Die-off: Die-off plots show how skill (or the inverse, error) changes with increasing lead time. Figure 4.1 shows the user interface page after selecting the plot type of Dieoff. Note that another selector is included for DIEOFF TYPE, which has the following possible values:
Dieoff
Dieoff for a specific UTC cycle start time
Single cycle forecast

Figure 4.1 User Interface screen after selecting plot type of Dieoff.
Figure 4.2 shows a sample of a Dieoff plot in METexpress. This looks more like a familiar die-off curve when plotting skill, such as anomaly correlation as plotted in Figure 4.3 using the Anomaly Correlation app, rather than error as is plotted with the Upper Air app.
The option “dieoff” for Dieoff Type uses all data at each given forecast hour within the specified date range. The option for “Dieoff for a specific UTC cycle start time” filters data to only use those at a specified cycle initialization time, such as 0 or 12. The option “Single cycle forecast” uses only the forecasts from the first cycle in the specified date range.
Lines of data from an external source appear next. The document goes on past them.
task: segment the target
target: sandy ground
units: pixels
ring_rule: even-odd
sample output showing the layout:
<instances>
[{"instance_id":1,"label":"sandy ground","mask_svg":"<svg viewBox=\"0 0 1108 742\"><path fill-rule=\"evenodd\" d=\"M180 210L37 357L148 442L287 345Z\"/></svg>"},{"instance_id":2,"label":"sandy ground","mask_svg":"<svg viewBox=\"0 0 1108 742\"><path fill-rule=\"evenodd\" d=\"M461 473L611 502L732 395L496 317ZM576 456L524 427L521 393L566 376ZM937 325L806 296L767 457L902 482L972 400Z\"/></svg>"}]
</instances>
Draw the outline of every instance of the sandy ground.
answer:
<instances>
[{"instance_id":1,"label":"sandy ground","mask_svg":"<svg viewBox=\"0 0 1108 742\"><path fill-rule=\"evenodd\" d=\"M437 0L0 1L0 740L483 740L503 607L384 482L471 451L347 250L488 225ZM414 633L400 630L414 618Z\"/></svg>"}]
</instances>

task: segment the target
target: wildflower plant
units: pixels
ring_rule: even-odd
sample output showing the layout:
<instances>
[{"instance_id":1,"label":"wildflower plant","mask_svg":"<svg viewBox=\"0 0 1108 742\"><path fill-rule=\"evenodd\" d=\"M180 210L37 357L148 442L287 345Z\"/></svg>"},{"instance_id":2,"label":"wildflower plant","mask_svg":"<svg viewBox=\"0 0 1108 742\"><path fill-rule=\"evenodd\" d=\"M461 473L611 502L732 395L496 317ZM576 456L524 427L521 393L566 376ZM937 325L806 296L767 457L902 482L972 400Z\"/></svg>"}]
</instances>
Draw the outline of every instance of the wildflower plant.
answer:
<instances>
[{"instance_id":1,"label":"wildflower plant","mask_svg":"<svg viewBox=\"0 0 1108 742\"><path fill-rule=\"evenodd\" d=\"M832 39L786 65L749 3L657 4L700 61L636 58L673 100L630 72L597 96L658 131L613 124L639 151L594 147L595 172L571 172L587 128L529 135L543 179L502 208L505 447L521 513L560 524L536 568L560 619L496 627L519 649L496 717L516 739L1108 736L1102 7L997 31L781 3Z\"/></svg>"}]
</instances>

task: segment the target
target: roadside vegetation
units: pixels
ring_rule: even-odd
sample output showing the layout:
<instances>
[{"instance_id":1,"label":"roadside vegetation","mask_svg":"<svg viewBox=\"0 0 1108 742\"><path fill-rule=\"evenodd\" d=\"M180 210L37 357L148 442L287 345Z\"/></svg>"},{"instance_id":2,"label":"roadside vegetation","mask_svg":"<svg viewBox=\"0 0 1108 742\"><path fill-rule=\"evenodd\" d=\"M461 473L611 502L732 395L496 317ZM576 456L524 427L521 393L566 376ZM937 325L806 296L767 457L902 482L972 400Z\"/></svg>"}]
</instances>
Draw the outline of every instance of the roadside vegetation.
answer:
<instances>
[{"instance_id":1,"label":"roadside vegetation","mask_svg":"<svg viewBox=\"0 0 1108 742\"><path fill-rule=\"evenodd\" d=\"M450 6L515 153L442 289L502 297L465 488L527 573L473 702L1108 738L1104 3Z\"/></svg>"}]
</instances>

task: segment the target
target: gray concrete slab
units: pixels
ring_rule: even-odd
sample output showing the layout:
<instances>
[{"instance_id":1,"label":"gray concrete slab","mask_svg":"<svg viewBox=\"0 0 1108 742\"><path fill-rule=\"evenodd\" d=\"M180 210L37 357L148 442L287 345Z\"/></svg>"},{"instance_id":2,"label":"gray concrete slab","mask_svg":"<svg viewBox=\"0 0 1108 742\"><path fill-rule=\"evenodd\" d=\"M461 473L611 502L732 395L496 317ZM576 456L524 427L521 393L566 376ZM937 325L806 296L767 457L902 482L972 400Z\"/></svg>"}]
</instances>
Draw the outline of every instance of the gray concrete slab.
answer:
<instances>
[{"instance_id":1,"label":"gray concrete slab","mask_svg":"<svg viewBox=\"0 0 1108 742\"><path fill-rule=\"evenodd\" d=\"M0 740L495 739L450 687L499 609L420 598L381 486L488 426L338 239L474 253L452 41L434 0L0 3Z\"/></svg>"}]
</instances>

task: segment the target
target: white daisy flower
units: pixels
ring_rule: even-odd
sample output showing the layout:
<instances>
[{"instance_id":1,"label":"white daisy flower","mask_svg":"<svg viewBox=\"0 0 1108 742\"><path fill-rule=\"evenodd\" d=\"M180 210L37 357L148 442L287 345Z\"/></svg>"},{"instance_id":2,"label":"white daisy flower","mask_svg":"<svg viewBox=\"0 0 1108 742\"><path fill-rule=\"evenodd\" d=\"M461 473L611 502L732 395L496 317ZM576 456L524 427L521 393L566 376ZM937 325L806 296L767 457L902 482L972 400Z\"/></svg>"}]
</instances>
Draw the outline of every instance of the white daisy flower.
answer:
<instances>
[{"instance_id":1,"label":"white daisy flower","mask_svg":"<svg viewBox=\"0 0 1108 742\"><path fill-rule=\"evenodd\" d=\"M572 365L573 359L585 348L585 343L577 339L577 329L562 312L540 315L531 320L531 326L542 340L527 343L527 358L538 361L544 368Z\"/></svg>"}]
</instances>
Figure 4.2 Upper Air Dieoff plot

Figure 4.3 Anomaly Correlation Dieoff plot
ValidTime: The ValidTime plot type (also sometimes known as diurnal cycle plots) displays valid UTC hour on the x–axis and the mean value of the selected parameter on the y-axis.
Histograms: Histograms allow users to visualize the distribution of a given statistic over a specified time period. For example, if a user requested a histogram of RMSE for 144-h GFS forecasts over the global domain for a month, they would see the frequencies of specific RMSE values produced by individual GFS runs over that month. Histograms have statistical value bins on the x-axis, and number or frequency counts on the y-axis.
Histograms have a number of additional selectors that control their appearance:
Y-axis mode: Can be set to either “Relative frequency” or “Number”, depending on whether a user wants the frequency of a given statistic displayed as a fraction of 100, or as a raw count.
Customize bins: With this selector, the user can choose one of the following options to customize their x-axis bins:
Default bins
Set number of bins
Has sub-selector “Number of bins”
Make zero a bin bound
Choose a bin bound
Has sub-selector “Bin pivot value”
Set number of bins and make zero a bin bound
Has sub-selector “Number of bins”
Set number of bins and choose a bin bound
Has sub-selectors “Number of bins” and “Bin pivot value”
Manual bins
Has sub-selector “Bin bounds”
Manual start, number, and stride
Has sub-selectors “Number of bins”, “Bin start”, and “Bin stride”
Figure 4.4 shows the user interface for histogram plots and Figure 4.5 shows a sample plot.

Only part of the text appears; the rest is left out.